The Seiko Calibre 7016A…
Produced between 1972 and 1977, the cal. 7016A was one of Seiko’s most technically interesting calibres. Packed with functionality, it offers time(!), a 12 hour flyback chronograph, automatic winding, date and bi-lingual day display, both with quickset.
What makes this calibre unique in the Seiko range is that both chronograph registers share the same subdial, consequently watches with this calibre are often referred to as a “2 in 1” chronograph…
(Click pictures to enlarge)
In terms of specifications the 7016A is a 17 jewel calibre that beats at 21,600bph (6 beats/sec). Sizewise, it is 27mm in diameter and at only 6.4mm high, it was the world’s thinnest vertical clutch chronograph until F. Piguet released the 5.5mm high cal. 1185 in 1987.

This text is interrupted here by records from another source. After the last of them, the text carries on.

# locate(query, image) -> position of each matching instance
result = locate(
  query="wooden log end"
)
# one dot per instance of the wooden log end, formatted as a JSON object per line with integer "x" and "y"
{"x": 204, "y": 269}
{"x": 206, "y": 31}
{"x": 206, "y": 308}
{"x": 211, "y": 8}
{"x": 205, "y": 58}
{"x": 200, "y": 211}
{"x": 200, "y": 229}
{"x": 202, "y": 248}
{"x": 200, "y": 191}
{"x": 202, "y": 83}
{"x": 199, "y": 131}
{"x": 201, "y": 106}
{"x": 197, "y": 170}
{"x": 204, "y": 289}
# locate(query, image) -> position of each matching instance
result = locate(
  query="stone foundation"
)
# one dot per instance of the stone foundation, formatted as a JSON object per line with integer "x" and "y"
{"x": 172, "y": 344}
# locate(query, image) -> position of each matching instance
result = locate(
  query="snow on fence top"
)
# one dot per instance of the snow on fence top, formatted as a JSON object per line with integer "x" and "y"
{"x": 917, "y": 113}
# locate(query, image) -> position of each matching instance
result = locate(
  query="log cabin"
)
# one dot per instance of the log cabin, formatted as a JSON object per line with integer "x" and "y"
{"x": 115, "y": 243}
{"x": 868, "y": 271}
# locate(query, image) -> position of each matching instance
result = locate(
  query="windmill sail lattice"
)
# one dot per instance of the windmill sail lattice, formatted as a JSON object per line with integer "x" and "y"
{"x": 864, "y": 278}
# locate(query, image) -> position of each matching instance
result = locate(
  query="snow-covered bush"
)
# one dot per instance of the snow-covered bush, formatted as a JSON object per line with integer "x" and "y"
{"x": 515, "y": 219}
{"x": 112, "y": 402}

With the winding rotor removed, you can see that it shares the same ‘magic lever’ winding mechanism as the rest of the 70xx series calibres…
Although the most complex, with 17 jewels, the 7016A has the least number of jewels in the calibre series; the 7015 and 7017 calibres both have 21 jewels (additional cap jewels on the third and escape wheel pivots), and the 7018 has 23 jewels (two more jewels for the minute recording wheel). The jewel positions are typical of any 17 jewel Seiko automatic calibre in that all but one of the train wheel pivots are jewelled, and two jewels are used in the winding mechanism.
Removing the barrel and train wheel bridge reveals the chronograph mechanism, which apart from the minute recording wheel, is the same as the cal. 7017A that I worked on recently…
The chronograph operation is identical: On pressing the start/stop button, the operating lever pushes the pillar wheel forward which prises apart the stop lever, allowing the clutch ring to drop onto the clutch plate on the fourth wheel below. The second hand starts to move as it is mounted on the axle of the chronograph centre wheel, which extends through the movement and out onto the dial.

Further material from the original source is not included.